Spring 2019 CS498AML - Applied Machine Learning

About

Due

Monday 3/4/19, 11:59 PM CST

Goal

This homework focuses on vector quantization and classification. More specifically, you should do 1) data slicing, 2) vector clustering, 3) making histograms, and 4) building a multi-class classifer. We also encourage you to do in-depth experimentation and analysis.

Code and External Libraries

The assignment can be done using any language.

You may use packages for k-means, for nearest neighbors, and for whichever classification method you choose.

Problems

Total points: 100

Obtain the actitivities of daily life dataset from the UC Irvine machine learning website (https://archive.ics.uci.edu/ml/datasets/Dataset+for+ADL+Recognition+with+Wrist-worn+Accelerometer, data provided by Barbara Bruno, Fulvio Mastrogiovanni and Antonio Sgorbissa). Ignore the directories with MODEL in the name. They are duplicates.

(a) Build a classifier that classifies sequences into one of the 14 activities provided and evaluate its performance using average accuracy over 3 fold cross validation. To do the cross validation, divide the data for each class into 3 folds separately. Then, for a given run you will select 2 folds from each class for training and use the remaining fold from each class for test. To make features, you should vector quantize, then use a histogram of cluster center. This method is described in great detail in the book in section 9.3 which begins on page 166. You will find it helpful to use hierarchical k-means to vector quantize. You may perform the vector quantization for the entire dataset before doing cross validation.

You may use whatever multi-class classifier you wish, though we'd suggest you use a decision forest because it's easy to use and effective.

You should report (i) the average error rate over 3 fold cross validation and (ii) the class confusion matrix of your classifier for the fold with the lowest error, i.e. just one matrix for the 3 folds.

(b) Now see if you can improve your classifier by (i) modifying the number of cluster centers in your hierarchical k-means and (ii) modifying the size of the fixed length samples that you see.

Submission

Submission will be through gradescope:

Your submission for this homework should include:

1. Page 1 (40 pts) Experiment table

Table listing the experiments carried out with the following columns. Size of the fixed length sample Overlap (0-X%) K-value Classifier Accuracy. We expect you to have tried at least 2 values of K and at least 2 different lengths of the windows for quantization.
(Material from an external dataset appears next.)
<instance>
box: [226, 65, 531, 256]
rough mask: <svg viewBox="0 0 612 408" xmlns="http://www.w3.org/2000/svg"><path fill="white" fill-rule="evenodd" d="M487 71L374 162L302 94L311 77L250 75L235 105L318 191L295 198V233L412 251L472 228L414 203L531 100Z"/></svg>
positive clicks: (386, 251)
Note: For K-means please also list if you used standard K-means or hierarchical.

2. Page 2 (28 pts) Histograms

Histograms of the mean quantized vector (Histogram of cluster centres like in the book) for each activity with the K value that gives you the highest accuracy. (Please state the K value)

3. Page 3 (22 pts) Confusion matrix

Class confusion matrix from the classifier that you used. Please make sure to label the row/colums of the matrix so that we know which row corresponds to what.

4. Page 4 (10 pts) A screenshot of your code

The page should contain snippets of code demonstrating:

i) Segmentation of the vector

ii) K-means

iii) Generating the histogram

iv) Classification

5. Page 5+ Screenshots of all your souce code.